Si WorldRealDebt superpose un axe temporel aux chiffres, c'est pour la même raison : transmettre la vitesse de la dette de façon sensible, sans jamais cacher que cette vitesse est un flux estimé. C'est pourquoi ce site publie la date de publication de chaque valeur de base à côté de la méthode d'interpolation. Pour ne pas se laisser tromper par un nombre en mouvement, il faut savoir quels points de référence ce mouvement relie.

Comment la citer correctement — date de référence, définition et dénominateur ensemble

Trois principes régissent l'usage honnête de la dette par habitant. Premièrement, indiquer la date de référence. Sans une mention comme « au règlement de l'exercice 2023 », une valeur périmée peut se faire passer pour éternellement actuelle. Deuxièmement, indiquer la définition de la dette. Comme la valeur diffère selon qu'il s'agit du D1 (dette publique) ou du D2 (dette des administrations publiques), il faut préciser quel périmètre on a divisé, afin que ni la comparaison interne ni la comparaison internationale ne dérapent en silence.

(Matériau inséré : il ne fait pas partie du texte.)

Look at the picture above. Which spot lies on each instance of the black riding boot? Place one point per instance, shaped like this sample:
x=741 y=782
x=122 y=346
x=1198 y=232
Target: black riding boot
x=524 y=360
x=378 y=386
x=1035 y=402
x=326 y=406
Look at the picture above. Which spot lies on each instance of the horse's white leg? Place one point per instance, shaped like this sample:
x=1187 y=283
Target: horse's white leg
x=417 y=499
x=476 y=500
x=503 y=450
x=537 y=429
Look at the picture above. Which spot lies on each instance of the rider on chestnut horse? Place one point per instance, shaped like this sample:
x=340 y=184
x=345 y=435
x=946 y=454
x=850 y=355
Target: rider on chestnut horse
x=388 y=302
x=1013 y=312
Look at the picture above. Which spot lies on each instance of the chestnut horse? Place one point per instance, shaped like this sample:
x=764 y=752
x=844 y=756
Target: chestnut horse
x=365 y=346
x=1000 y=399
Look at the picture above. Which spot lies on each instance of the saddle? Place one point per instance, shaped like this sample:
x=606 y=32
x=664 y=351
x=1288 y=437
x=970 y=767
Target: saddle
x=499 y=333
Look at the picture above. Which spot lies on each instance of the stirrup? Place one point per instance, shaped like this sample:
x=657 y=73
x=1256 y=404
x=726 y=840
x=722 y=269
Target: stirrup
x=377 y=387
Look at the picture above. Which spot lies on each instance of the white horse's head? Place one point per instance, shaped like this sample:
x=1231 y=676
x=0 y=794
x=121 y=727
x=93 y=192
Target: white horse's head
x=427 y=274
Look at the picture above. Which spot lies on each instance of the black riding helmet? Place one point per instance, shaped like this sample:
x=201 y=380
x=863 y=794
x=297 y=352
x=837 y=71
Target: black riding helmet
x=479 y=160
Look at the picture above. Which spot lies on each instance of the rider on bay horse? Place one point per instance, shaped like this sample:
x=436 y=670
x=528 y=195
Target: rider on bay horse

Troisièmement, indiquer le dénominateur. Population totale, population active ou nombre de ménages : la même dette paraît d'une tout autre taille. Écrivez ces trois éléments — date, définition, dénominateur — ensemble, et le nombre devient un fait vérifiable ; omettez-les, et il reste un slogan impressionnant. Notre marque distinctive n'est pas de crier un nombre plus gros, mais de toujours publier ces trois coordonnées.

Une dette par habitant honnêtement citée est un excellent outil de communication, car elle traduit un total abstrait en milliers de milliards de wons à l'échelle humaine. Mais cette traduction doit toujours porter une note de bas de page. La ligne unique qui nomme quelle dette, divisée par quelles personnes, à quelle date — ce n'est qu'en présence de cette note que le nombre aide à comprendre au lieu de simplement effrayer.

Sources et vérification

Sources : données de règlement de la dette publique (D1) du ministère coréen de l'Économie et des Finances, projections de population et de ménages de Statistics Korea, et horloge de la dette publique du Bureau du budget de l'Assemblée nationale (NABO). Les montants du texte sont des chiffres approximatifs et provisoires sur la base de publication et varient selon la date de référence et la définition. Pour les valeurs exactes les plus récentes et leur base, consultez les publications officielles de chaque institution et WorldRealDebt /methodology/.